Le Monde m’annonce – parce que je le lis, sinon la nouvelle eût poursuivi son sommeil au creux des pages nécrologiques, pages particulièrement fournies ces temps-ci, par ce froid de novembre propice aux fins des petits vieux – m’annonce, dis-je, entre autres, la mort de Petr Eben.
La mort de Pierre Granier-Deferre me touche de même, mais pas « de même », pas également ; j’écrirai un autre jour un billet sur ce film qui parle de chat, où Gabin et Signoret s’ignorent dans leur cuisine commune, se croisent sans se parler dans leur pavillon condamné. Mais ne mélangeons pas tout : Petr Eben, à vous seul ce billet.
Je l’ai connu à Prague en… 1966 très certainement ; nous avions, l’été précédent, mon ami Landru et moi-même, exploré les campings tchécoslovaques – à l’époque, c’était la Tchécoslovaquie socialiste, avant l’arrivée des chars Russes de 1968 sur la place Venceslas – à la recherche de bière, de vacances très bon marché et de filles, puisque c’était alors le propre de notre âge. Nous avions rencontré dans un de ces miraculeux restaurants de campings, où l’on pouvait écluser pour presque rien et manger de même, deux amies, l’une Pragoise, l’autre originaire de Berlin-Est, aussi dissemblables que possible : respectivement, Hana B., jolie petite bouille ronde aux cheveux courts blondasses, pétillante et épanouie ; Marlies F., grande brune robuste assez mal dans sa peau, terriblement romantique, et qui avait entrepris de me surnommer « Till », par référence à l’espiègle et légendaire personnage mis en musique par Richard Strauss. Hana étudiait l’orgue et le piano au Conservatoire à Prague.

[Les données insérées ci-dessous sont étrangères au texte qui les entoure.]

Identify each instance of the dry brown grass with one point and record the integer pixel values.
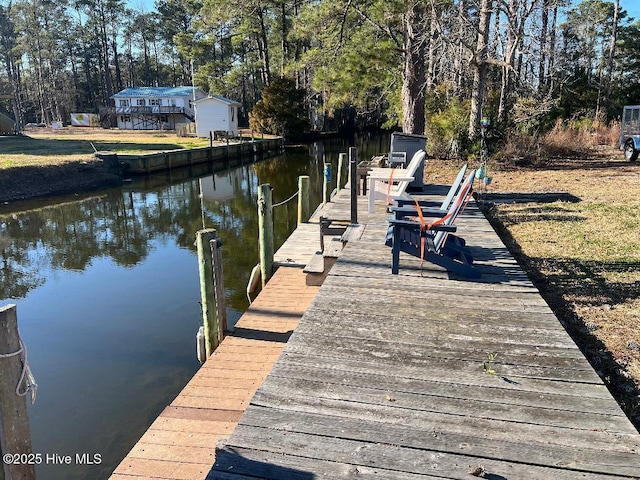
(584, 256)
(43, 147)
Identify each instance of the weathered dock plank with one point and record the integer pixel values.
(180, 444)
(389, 376)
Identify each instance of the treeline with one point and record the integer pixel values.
(435, 65)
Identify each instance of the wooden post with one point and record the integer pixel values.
(303, 199)
(353, 174)
(341, 160)
(265, 231)
(211, 288)
(326, 183)
(15, 437)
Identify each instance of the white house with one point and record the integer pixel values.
(216, 114)
(155, 108)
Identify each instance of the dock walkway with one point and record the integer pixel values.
(180, 444)
(390, 377)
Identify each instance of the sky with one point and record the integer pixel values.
(632, 7)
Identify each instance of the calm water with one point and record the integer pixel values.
(107, 292)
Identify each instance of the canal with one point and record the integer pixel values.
(107, 293)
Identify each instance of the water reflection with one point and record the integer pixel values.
(108, 296)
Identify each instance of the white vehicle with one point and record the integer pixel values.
(630, 132)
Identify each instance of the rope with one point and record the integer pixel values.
(288, 199)
(31, 385)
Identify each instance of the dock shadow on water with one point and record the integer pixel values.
(107, 294)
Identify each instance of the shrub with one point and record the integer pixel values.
(281, 110)
(447, 124)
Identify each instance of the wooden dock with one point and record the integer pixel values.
(180, 444)
(423, 375)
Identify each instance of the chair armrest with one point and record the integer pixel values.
(426, 212)
(412, 224)
(386, 176)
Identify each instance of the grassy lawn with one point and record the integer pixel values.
(583, 254)
(44, 147)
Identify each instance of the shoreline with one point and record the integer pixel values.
(29, 182)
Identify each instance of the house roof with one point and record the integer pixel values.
(228, 101)
(155, 92)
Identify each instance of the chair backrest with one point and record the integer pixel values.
(411, 169)
(458, 203)
(454, 188)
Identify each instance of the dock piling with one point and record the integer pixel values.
(303, 199)
(326, 183)
(265, 231)
(15, 436)
(353, 177)
(341, 161)
(211, 288)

C’est ainsi, de flirt en calineries, et après de nombreux échanges de missives en Allemand – à l’époque, les courriels relevaient de la science-fiction, et l’Anglais n’était pas le socle de communication qu’il est devenu depuis – que nous fîmes le projet d’une virée de copains à Prague, le mîmes en oeuvre, et nous retrouvâmes sur les bords de la Vltava au printemps 1966. Le tout au passé simple.
Hana nous emmena visiter son Conservatoire, nous présenta sa famille, nous joua du piano ; Landru tournait sagement les pages des partitions. La maman d’Hana nous avait reçu avec chaleur (« Wir sind arme leute, aber…) ; elle était « schafnerin » (wattwoman : wattman au féminin): elle conduisait un de ces tramways pittoresques qui sillonnaient la capitale.

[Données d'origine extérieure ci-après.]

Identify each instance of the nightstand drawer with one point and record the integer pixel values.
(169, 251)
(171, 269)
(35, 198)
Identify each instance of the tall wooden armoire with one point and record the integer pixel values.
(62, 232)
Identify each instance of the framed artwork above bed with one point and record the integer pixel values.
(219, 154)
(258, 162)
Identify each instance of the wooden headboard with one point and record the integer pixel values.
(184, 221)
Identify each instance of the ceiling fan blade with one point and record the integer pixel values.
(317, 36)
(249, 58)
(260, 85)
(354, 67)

Au cours de la visite du Conservatoire, Hana se mit aux claviers de l’orgue, et entreprit, sans se faire prier, de nous jouer quelque chose. C’était, si je me souviens bien, un milieu d’après-midi feutré, paisible, recueilli. Et la musique de Petr Eben a empli cet espace, dense, sombre, prenante. Y songeant aujourd’hui, je lui trouve des résonances avec la très belle symphonie de César Franck, et bien évidemment la culture de l’orgue commune aux deux compositeurs y est pour quelque chose.

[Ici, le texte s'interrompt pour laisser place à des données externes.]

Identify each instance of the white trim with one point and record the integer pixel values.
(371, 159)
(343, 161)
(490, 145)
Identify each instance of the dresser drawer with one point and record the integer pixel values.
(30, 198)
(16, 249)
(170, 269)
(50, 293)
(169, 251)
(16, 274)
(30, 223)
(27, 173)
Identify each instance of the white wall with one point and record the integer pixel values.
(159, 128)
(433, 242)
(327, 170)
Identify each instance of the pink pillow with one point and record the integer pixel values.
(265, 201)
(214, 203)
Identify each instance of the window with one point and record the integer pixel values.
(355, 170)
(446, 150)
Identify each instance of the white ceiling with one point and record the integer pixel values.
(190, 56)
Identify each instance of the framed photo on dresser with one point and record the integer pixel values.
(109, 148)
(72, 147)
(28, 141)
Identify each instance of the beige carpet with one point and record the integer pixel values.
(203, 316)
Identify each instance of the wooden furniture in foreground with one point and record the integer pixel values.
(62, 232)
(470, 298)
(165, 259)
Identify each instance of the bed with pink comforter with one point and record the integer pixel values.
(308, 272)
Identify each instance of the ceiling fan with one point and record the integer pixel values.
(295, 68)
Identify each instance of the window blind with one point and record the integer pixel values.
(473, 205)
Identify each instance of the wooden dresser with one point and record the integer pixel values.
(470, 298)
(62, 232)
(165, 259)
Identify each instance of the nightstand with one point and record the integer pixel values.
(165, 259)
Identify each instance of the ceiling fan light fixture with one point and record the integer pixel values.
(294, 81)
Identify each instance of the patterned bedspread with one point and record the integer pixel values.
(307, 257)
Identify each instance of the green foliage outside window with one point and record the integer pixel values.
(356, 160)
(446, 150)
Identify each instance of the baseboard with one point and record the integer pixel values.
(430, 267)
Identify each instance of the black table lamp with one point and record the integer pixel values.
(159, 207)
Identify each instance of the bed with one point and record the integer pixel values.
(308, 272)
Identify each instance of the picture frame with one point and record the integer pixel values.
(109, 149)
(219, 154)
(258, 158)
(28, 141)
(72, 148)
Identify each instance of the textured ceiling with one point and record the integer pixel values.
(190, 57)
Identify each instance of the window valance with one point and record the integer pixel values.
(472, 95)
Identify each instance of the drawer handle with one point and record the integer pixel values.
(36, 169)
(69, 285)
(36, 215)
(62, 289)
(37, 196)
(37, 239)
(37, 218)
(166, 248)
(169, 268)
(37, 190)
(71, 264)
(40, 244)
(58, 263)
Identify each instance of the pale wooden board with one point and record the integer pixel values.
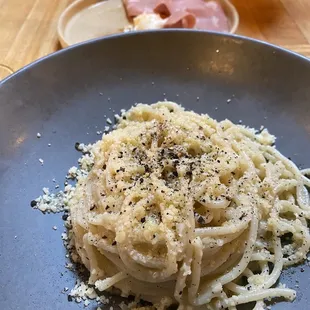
(28, 27)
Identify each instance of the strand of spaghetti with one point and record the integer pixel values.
(103, 285)
(259, 305)
(278, 265)
(196, 269)
(223, 230)
(206, 293)
(259, 295)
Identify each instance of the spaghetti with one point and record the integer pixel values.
(180, 208)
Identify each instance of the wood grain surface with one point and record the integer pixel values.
(28, 27)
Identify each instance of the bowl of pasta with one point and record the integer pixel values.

C’était une pièce intitulée Sonntag’s Musik ; nous échangions en Allemand, et j’ignore donc s’il existe un titre Tchèque à cette oeuvre ; mais du fait de la forte culture germanique des intellectuels Pragois, il est possible que seul existe cet intitulé. Cette oeuvre, ou plutôt cette oeuvre jouée à ce moment-là dans ce lieu-là, me fit une impression profonde, chargée d’émotion, indélébile.
Une autre résonance me vient à l’esprit à propos de cette musique, c’est le très nostalgique « Dimanches » de Jules Laforgue.
« Le ciel pleut sans but, sans que rien l’émeuve,
Il pleut, il pleut, bergère ! sur le fleuve… »
Voilà, je vous laisse lire la suite de ce beau poème , écouter sa petite musique, si proche de la Sonntag’s Musik de monsieur Petr Eben, qui s’en va – comme nous nous en allons, tous – et que je salue ici.